Mauricio endurece el gesto, como si estuviera apretando mucho las mandíbulas.
—Vamos a dejar las cosas claras —dice, y alarga los papeles hacia Salvatierra, invitándolo con un ademán a que a su vez los extienda luego a los árabes—. La señora Margarita Núñez de Raguzzi es, a los efectos de los derechos económicos sobre el jugador Mario Juan Bautista Pittilanga, la única propietaria. Es decir, mi mandante.
—Sí —acepta el Polaco—, pero el poder que firmó Margarita los acredita a los tres de forma conjunta o indistinta y…
—No es así —lo corta Mauricio—. El poder anterior sí.

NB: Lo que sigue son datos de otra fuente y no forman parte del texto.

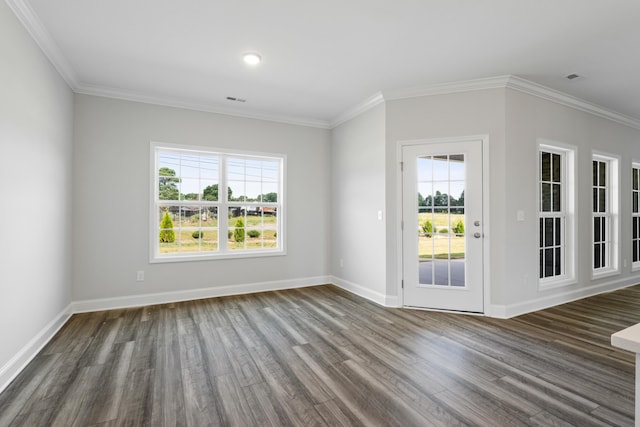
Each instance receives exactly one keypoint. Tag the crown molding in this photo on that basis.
(531, 88)
(30, 21)
(447, 88)
(498, 82)
(25, 14)
(128, 95)
(358, 109)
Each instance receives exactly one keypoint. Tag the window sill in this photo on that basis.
(601, 274)
(209, 257)
(556, 283)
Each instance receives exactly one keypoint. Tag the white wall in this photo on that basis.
(479, 112)
(111, 201)
(35, 171)
(358, 194)
(528, 119)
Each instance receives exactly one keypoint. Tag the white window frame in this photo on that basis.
(635, 217)
(222, 204)
(611, 216)
(568, 155)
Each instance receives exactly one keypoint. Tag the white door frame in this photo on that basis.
(486, 242)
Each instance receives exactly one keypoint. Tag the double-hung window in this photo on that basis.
(604, 214)
(555, 214)
(209, 204)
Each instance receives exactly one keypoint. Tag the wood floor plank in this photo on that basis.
(323, 356)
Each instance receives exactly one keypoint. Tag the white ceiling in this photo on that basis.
(322, 58)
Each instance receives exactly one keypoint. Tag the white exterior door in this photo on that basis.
(443, 226)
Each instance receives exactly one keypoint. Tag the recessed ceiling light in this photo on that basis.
(252, 58)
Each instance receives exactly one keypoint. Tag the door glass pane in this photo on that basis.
(441, 220)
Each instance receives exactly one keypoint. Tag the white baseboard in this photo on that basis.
(513, 310)
(194, 294)
(367, 293)
(13, 367)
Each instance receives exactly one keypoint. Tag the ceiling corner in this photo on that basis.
(26, 15)
(358, 109)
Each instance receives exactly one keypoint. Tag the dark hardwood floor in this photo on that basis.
(322, 356)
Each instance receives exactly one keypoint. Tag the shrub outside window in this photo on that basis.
(209, 204)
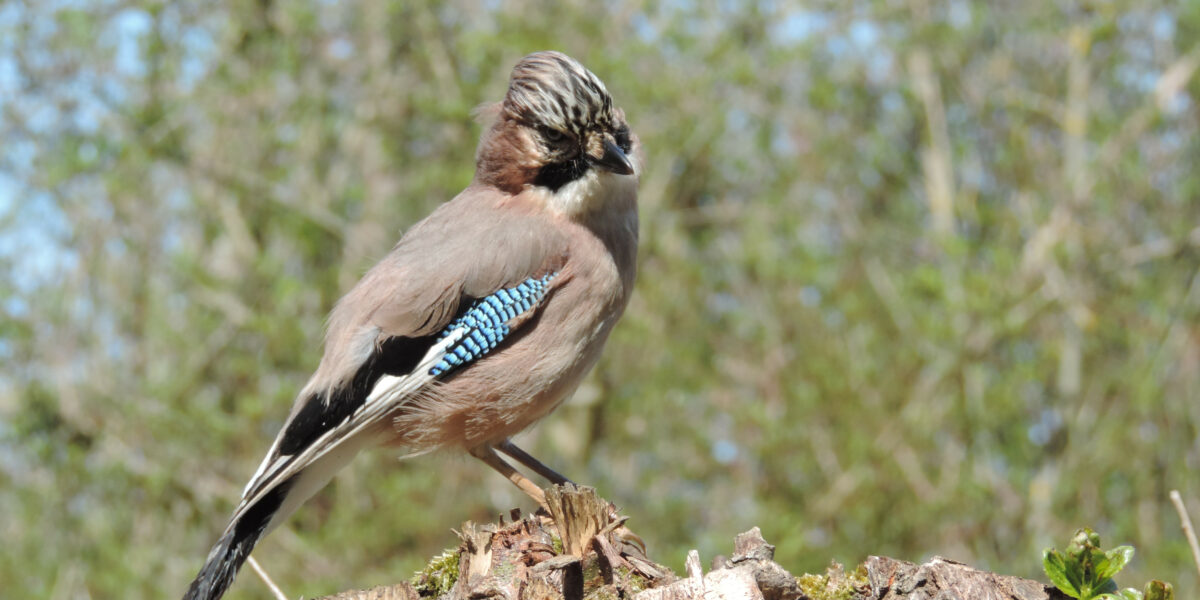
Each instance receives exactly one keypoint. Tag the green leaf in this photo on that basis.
(1115, 559)
(1055, 568)
(1158, 591)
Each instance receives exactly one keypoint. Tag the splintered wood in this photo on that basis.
(583, 551)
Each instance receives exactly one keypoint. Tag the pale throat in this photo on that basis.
(592, 192)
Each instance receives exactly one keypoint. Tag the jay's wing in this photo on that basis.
(450, 291)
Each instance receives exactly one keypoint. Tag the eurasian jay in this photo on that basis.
(481, 319)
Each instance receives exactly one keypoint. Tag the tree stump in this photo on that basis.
(583, 551)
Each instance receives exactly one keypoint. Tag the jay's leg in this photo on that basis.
(487, 454)
(526, 459)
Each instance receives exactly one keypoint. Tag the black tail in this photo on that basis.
(234, 546)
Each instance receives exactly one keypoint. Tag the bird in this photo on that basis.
(481, 319)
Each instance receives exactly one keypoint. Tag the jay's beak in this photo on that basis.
(613, 159)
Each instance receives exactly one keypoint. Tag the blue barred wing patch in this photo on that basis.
(486, 323)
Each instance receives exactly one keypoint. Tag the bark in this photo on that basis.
(582, 551)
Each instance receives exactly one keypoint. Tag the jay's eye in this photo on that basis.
(623, 141)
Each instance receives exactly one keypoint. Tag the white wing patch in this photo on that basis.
(388, 394)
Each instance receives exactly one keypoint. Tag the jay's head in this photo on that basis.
(557, 125)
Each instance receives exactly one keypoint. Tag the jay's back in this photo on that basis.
(483, 318)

Hace una pausa más teatral que todas las anteriores, y coloca el dedo índice sobre el escrito que dejó frente a Salvatierra, ese cuya rúbrica advirtió Fernando, que por eso ya no pregunta, ni duda. Apenas odia.
—Pero este otro poder amplio —sigue Mauricio—, que los invito a revisar, me acredita a mí, en representación de la firma Williams y asociados, a efectuar la procuración de los intereses de mi mandante de manera exclusiva. Y este poder —agrega puntuando rítmicamente con el dedo índice sobre la primera página— es revocatorio de todo poder otorgado con anterioridad.
Por un minuto se escucha todavía al traductor diciendo en árabe las últimas frases de esa escena enloquecida. Después, silencio. El Polaco levanta el contrato y lo lee.
—Es verdad. Acá te designan a vos solo…
—Y la cláusula revocatoria del anterior la tenés ahí, bien visible.
Salvatierra lee en el lugar que le señala Mauricio. Deja el contrato sobre la mesa.